À l’origine de cette affaire, une permission de sortie accordée le 20 juin 2023 au détenu de la prison d’Argentan. Mais Stéphane Iganache ne regagnera pas sa cellule. Deux jours plus tard, Adélaïde Duplouy, 40 ans, avec qui il entretenait une relation depuis quelques jours via le parloir, est retrouvée morte dans son appartement du centre-ville d’Angers. Son cou présente des traces de strangulation. Les enquêteurs remontent rapidement jusqu’à son compagnon. Mais celui-ci a pris la fuite à bord d’un véhicule volé à Avrillé.
Une vaste traque
La cavale se poursuit alors en Mayenne où le fameux véhicule est retrouvé, avec le réservoir vide. Sa fuite ne s’arrête pas là. À Chailland, une femme enceinte aurait été agressée et étranglée avant que son véhicule ne soit volé. Quelques jours plus tard, toujours dans cette commune, Jean-Claude Havard, 72 ans, est retrouvé mort à son domicile. Une dizaine de blessures à l’arme blanche sont relevées sur son corps. Sa Mercedes est retrouvée incendiée à Cantenay-Epinard, près d’Angers. La piste d’un périple criminel menée par Stéphane Iganache est toujours prise au sérieuse par les enquêteurs.

Dans une interview accordée à Angers Info, Elodie, la fille de Jean-Claude Havard se demande encore aujourd’hui “pourquoi ? Pourquoi il a tué mon père et s’est acharné dessus en lui mettant dix coups de couteau alors qu’il n’avait rien fait et rien demandé.
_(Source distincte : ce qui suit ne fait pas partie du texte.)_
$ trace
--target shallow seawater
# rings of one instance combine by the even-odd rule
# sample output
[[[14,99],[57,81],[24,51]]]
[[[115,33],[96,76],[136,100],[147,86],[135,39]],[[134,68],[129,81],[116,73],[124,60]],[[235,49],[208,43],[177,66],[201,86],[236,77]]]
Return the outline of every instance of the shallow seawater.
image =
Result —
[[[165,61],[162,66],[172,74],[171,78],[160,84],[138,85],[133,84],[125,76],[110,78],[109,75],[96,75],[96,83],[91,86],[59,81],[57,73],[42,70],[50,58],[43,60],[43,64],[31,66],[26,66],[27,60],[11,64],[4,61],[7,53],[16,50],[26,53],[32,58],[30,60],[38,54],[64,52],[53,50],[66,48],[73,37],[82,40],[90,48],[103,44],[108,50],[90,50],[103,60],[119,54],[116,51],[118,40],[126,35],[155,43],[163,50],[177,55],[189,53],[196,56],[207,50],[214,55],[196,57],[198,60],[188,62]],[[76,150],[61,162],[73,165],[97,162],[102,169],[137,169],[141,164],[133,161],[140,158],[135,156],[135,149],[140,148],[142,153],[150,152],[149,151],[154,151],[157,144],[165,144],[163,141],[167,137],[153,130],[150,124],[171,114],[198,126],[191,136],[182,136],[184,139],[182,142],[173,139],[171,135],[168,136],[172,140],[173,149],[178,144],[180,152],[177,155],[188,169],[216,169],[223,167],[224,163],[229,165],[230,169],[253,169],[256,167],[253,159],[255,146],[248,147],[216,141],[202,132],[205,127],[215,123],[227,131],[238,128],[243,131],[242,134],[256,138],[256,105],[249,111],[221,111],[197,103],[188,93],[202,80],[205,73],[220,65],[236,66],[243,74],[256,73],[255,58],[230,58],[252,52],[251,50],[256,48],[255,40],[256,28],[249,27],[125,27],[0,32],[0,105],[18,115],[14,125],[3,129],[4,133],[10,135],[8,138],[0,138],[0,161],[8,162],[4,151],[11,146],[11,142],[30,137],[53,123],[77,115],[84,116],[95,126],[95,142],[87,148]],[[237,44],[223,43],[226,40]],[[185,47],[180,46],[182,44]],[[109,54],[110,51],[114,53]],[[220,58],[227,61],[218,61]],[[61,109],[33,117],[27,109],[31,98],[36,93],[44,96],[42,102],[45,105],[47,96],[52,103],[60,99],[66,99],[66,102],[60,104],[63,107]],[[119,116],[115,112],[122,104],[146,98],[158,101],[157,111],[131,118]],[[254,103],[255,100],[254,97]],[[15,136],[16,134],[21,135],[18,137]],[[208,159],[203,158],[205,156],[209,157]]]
Pourquoi tuer juste pour voler une voiture ?”.
Après la découverte du corps de l’ancien garagiste, commence alors une vaste traque. Hélicoptère, chiens et militaires sont mobilisés. Des centaines d’habitations sont fouillées dans le secteur angevin. Plusieurs signalements affluent, sans permettre de localiser le fugitif. “ On avait peur, on s’enfermait chez nous”, se souvient encore Coralie, une habitante des Hauts-de-Saint-Aubin, qui chaque soir, vérifiait si la porte de son appartement était bien fermée. La Mercedes du garagiste est retrouvée brûlée à Cantenay-Epinard.
Interpellé sur un chantier
Le 4 juillet, après près de deux semaines de recherches, les policiers retrouvent finalement sa trace dans une bâtisse en travaux à Avrillé. Stéphane Iganache tente encore de s’enfuir et saute du troisième étage. Blessé à la cheville, il est cette fois interpellé.
Depuis, l’enquête a tenté de reconstituer le parcours de cet homme et les circonstances des deux morts. Selon les éléments du dossier, Stéphane Iganache aurait reconnu les faits qui lui sont reprochés, sans toutefois fournir d’explication complète sur ses motivations.
À partir du 14 septembre, les jurés devront entendre les proches des victimes, les enquêteurs, les experts et l’accusé. Près de 30 personnes devraient se constituer parties civiles.